If you are a partner in a small business, succession planning is something that you are going to have to take into consideration. Many people who are part owners of a small business would tell you that their stake in the enterprise is the single most valuable asset that they have. But simply leaving your share of the business to your loved ones is not always going to be the answer.
Your family members may not want to be engaged in helping to run the business should you become disabled or pass away. And by the same token your remaining partners may not necessarily want to enter into a partnership with your heirs, but of course you may well feel the same way about the heirs of your partners.
One way that these types of situations are resolved is through the creation of what are called buy-sell agreements.
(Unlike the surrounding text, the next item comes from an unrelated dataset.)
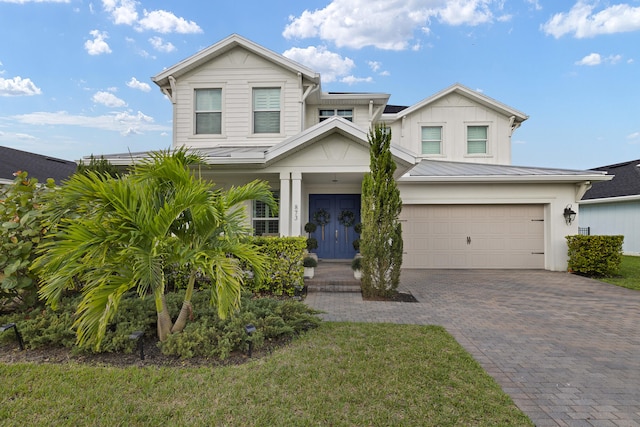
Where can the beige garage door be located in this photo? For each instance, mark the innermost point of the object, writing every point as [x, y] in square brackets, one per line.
[473, 236]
The two that we will look at here are the entity plan and the cross purchase plan.
The entity plan involves the business entity itself purchasing life insurance policies on the partners equal to the value of each individual’s stake in the business. Should one of the partners pass away the funds that are paid out by the insurance policy are used to buy this partner’s share from his or her estate according to the terms of the agreement that all of the partners entered into upon creation of the plan.
With the cross purchase plan the partners in the business decide on its value. Each partner then takes out an insurance policy on every other, the total of which is calculated to equal one ownership share. Upon the death of one of the partners the proceeds that are collected from the insurance policies are used to purchase the deceased partner’s share of the business from his or her estate.